Keine Auswirkungen auf Impffahrplan

Ungeachtet der Probleme müssen Wienerinnen und Wiener mit einem konkreten Impftermin aber nicht befürchten, dass dieser abgesagt wird. "Vorerst gibt es keine Auswirkungen auf den Impffahrplan", hieß es seitens der Stadt Wien. Biontech/Pfizer liefere beständig und zuverlässig, bei AstraZeneca habe man "kleine Reserven" angelegt, somit sei gewährleistet, dass die für eine Vollimmunisierung erforderlichen anstehenden Zweitstiche durchgeführt werden können.

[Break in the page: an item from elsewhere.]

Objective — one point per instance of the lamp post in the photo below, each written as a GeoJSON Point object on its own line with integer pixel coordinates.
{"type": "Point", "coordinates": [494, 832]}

Keine Sanktionen bei Termin-Absage

Wer in Wien mehrfach einen konkreten Impftermin nicht wahrnimmt, weil er einen bestimmten Impfstoff ablehnt und beim Ersatztermin auf einen anderen Impfstoff spekuliert, wird übrigens nicht sanktioniert. Wie die "Kronen Zeitung" (Mittwoch-Ausgabe) berichtete, sollen in der Steiermark Impf-Kandidaten, die aus Berechnung zweimal einen Termin nicht wahrnehmen, mittlerweile gesperrt bzw. ruhend gestellt werden. In Wien kann man sich demgegenüber bei Nichterscheinen neuerlich anmelden und wird dann regulär wieder in die Warteschlange eingereiht. Darauf spekulieren, dass man mit ein bisschen Warten einen anderen Impfstoff zugeteilt bekommt, sollte man allerdings nicht. "Man kann sich den Impfstoff nicht aussuchen", wurde seitens der Stadt Wien bekräftigt.